Quarta feira, 20 de fevereiro de 2019 Edição nº 14994 12/06/2018  










DUODÉCIMO ATRASADOAnterior | Índice | Próxima

Governo recorre no STF contra bloqueio

Governo teme que medida dê brecha para que os demais Poderes também recorram ao judiciário para garantir o repasse dos atrasados

GCOM
O governador Pedro Taques recorreu de decisão da ministra Rosa Weber para pagar atrasados à Defensoria
KAMILA ARRUDA
Da Reportagem

Para não ter que desembolsar R$ 12,6 milhões, o governador Pedro Taques (PSDB) recorreu da decisão que obriga o Estado a pagar a totalidade do duodécimo atrasado à Defensoria Pública de Mato Grosso.

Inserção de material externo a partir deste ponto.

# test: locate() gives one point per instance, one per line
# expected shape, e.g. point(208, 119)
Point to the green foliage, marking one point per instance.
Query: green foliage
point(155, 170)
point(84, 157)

Por meio de um agravo impetrado junto ao Supremo Tribunal Federal (STF), Taques ainda pede que a ministra Rosa Weber desconsidere a possibilidade de bloqueio nas contas do Estado, medida qual foi solicitada pela Defensoria.

Apesar de admitir o atraso no repasse, o governador afirma que não existe violação à autonomia financeira da Defensória Pública, por isso, não teria a necessidade de bloquear as contas de Mato Grosso.

Ele afirma ainda que já repassou mais de 90% dos valores estabelecidos, ou seja, R$ 104 milhões dos R$ 119 milhões esperados. A diferença teria obedecido às “limitações fáticas e jurídicas” do atual cenário econômico.

O governador ainda teme que a medida dê brecha para que os demais Poderes também recorram ao judiciário para garantir o repasse dos atrasados.

O Executivo tem um passivo de quase R$ 200 milhões no que tange ao duodécimo que deixou de ser repassado aos poderes durantes os anos de 2016 e 2017.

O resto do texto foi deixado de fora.